Mit dem gemeinsam gesungenen Vaterunser schloss die Nachmittagsveranstaltung. Zur Hanse-Vereinigung gehören 101 Adventgemeinden mit insgesamt rund 6.000 mündig getauften Mitgliedern in den Bundesländern Bremen, Hamburg, Mecklenburg-Vorpommern, Niedersachsen und Schleswig-Holstein. In jedem dieser Bundesländer ist die Freikirche eine Körperschaft des öffentlichen Rechts. Informationen unter: www.hanse.adventisten.de.

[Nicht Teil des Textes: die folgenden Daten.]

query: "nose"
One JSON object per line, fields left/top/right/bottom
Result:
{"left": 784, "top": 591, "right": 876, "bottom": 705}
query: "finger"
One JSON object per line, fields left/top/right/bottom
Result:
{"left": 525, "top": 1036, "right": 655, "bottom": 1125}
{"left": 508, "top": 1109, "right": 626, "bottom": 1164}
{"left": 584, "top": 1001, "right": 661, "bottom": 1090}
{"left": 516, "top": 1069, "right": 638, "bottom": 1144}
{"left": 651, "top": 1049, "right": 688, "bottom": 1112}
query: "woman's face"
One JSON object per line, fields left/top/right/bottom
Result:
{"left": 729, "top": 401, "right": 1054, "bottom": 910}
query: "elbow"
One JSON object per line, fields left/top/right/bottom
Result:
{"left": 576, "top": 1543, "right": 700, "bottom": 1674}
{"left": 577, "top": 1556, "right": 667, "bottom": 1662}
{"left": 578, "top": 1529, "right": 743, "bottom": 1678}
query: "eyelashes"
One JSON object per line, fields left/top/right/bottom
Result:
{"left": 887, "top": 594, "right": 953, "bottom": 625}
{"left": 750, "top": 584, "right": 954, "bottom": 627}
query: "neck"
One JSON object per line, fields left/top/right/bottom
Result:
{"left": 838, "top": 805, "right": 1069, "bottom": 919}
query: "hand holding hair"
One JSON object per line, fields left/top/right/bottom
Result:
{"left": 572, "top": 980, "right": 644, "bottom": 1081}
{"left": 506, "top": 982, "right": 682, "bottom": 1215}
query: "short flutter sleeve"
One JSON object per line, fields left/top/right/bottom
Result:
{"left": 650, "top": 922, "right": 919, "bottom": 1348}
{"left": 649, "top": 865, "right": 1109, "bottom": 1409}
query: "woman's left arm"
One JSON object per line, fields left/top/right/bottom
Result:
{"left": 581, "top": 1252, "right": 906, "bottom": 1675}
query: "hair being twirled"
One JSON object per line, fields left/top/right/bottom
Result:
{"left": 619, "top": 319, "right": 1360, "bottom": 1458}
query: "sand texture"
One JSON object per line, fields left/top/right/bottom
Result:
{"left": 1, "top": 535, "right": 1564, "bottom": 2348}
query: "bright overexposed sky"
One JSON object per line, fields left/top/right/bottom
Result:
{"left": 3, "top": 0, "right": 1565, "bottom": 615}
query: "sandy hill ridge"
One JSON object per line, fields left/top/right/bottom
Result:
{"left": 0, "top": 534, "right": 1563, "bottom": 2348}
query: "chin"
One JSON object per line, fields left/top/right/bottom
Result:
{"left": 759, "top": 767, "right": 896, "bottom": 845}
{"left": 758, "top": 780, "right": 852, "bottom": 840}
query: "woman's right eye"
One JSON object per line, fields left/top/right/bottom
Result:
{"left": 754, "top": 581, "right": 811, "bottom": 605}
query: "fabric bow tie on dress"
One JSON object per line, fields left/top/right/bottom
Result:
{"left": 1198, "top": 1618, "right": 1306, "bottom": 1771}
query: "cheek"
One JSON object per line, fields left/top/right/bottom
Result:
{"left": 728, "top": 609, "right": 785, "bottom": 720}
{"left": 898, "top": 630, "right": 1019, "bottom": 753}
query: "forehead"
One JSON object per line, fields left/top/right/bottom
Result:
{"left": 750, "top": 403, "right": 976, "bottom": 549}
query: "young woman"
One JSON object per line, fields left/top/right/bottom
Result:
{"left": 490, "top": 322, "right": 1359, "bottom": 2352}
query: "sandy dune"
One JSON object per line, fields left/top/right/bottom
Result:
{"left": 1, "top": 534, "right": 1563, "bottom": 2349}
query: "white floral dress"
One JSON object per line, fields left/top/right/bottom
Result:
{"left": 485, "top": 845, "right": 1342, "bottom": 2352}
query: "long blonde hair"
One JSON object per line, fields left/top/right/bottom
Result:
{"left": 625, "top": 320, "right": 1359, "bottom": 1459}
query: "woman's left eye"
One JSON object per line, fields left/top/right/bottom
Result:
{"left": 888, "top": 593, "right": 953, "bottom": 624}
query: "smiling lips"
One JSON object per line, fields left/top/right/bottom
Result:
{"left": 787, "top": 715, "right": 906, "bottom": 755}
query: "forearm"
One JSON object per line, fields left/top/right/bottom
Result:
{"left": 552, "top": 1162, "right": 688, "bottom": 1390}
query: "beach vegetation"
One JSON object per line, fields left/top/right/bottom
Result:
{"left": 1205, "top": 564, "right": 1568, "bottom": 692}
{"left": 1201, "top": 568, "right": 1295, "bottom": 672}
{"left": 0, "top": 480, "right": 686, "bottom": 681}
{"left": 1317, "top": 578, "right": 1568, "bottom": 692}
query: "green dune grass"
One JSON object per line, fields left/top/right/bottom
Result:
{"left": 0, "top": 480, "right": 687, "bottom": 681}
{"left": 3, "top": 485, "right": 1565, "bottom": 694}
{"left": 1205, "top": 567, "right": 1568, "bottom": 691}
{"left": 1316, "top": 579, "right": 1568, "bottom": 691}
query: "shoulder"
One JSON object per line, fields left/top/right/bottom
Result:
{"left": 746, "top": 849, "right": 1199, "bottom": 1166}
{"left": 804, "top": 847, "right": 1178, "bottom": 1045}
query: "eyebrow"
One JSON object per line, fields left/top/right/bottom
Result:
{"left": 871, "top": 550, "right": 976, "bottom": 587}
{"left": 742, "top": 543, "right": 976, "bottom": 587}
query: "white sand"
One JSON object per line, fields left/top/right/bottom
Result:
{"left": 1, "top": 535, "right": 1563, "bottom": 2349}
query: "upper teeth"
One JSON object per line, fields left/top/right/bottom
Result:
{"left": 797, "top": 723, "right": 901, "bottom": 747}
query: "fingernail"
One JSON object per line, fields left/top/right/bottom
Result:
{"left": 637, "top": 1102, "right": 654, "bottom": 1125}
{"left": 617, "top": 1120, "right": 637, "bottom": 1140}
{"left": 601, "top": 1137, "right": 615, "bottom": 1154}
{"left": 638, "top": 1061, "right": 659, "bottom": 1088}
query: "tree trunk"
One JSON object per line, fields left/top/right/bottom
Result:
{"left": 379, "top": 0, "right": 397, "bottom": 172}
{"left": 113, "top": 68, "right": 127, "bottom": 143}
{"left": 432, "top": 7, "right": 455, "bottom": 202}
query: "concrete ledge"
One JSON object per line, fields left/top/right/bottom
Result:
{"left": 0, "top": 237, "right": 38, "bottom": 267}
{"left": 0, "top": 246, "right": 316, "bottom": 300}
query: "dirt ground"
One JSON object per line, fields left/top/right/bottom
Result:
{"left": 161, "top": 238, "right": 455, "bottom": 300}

Altersgerechte Angebote für Kinder und Jugendliche
Für Kinder und Jugendliche fand in vier Gruppen ein altersgerechter Gottesdienst statt. Am Nachmittag war dann die Spielstraße für sie geöffnet. Diese bot vielfältige Angebote für jedes Alter: Sie konnten Schlüsselanhänger basteln, mit Speckstein arbeiten, es gab unter anderem Wikinger-Schach, Boccia, Torwandschießen, Kistenklettern, zwei Hüpfburgen, Bobbycar-Rennen und einen Personenkicker. Zudem konnten Materialien für Spike-Ball und Beachvolleyball ausgeliehen werden.

RPI und AWW
Am 24. März 1999 wurde das Religionspädagogische Institut (RPI) der Freikirche der Siebenten-Tags-Adventisten in Deutschland und der Schweiz gegründet. Es besteht somit 25 Jahre. RPI-Mitarbeiterin Gudrun Gattmann stelle der Versammlung in Krelingen das Institut vor. Eine Aufgabe des RPI ist die Erarbeitung von Materialen für die religiöse Bildung von Kindern und Jugendlichen. Eine weitere Aufgabe ist die Ausbildung von Ehrenamtlichen im Kindergottesdienst und kirchlichen Religionsunterricht. Zudem gibt es seit 2015 in Deutschland auch eine Ausbildung für Familiendiakonie. Weitere Informationen über das RPI und seine Angebote: www.glauben-begleiten.net. Siehe auch APD-Meldung vom 22.03.2024 „25 Jahre Religionspädagogisches Institut der Adventisten in Deutschland und der Schweiz“: https://www.apd.info/news/2024/03/22/25-jahre-religionsp%C3%A4dagogisches-institut-der-adventisten-in-deutschland-und-der-schweiz.

Volkmar Proschwitz, Bundesgeschäftsführer des Advent-Wohlfahrtswerkes (AWW), stellte die von ihm geleitete Einrichtung vor. Das AWW wurde als Sozialwerk der Freikirche der Siebenten-Tags-Adventisten 1897 in Hamburg gegründet. Es ist in Deutschland Träger von Kindertagesstätten, einer Heilpädagogischen Tagesstätte, einer Einrichtung für Suchtberatung und Suchtbehandlung sowie einem Übernachtungshaus für wohnungslose Frauen. Darüber hinaus ist das Advent-Wohlfahrtswerk e.V. Hauptgesellschafter etlicher gemeinnütziger Gesellschaften, zu denen Seniorenheime, Hospize, eine Wohneinrichtung für Menschen mit Behinderung und eine Schule gehören. Zudem trägt das AWW zahlreiche ehrenamtlich geführte Projekte der Flüchtlings- und Integrationshilfe. Auch Selbsthilfegruppen für abhängigkeitskranke Menschen befinden sich in Trägerschaft des adventistischen Sozialwerks. Informationen: www.aww.info.

Ausstellung
Mit Informationsständen informierten unter anderem die Adventistische Entwicklungs- und Katastrophenhilfe ADRA Deutschland, der Advent-Verlag Lüneburg sowie das AWW-Hospiz und AWW-Seniorenheim, beide in Uelzen, über ihre Arbeit. Auch die Abteilung Frauen war mit einem Stand vertreten und wies auf die weltweite Aktion der Adventisten „Enditnow“, „Brich das Schweigen über Gewalt und Missbrauch“, hin. Die Gruppe „Biker Sabbat“ informierte über die von ihnen veranstalteten Motorradgottesdienste.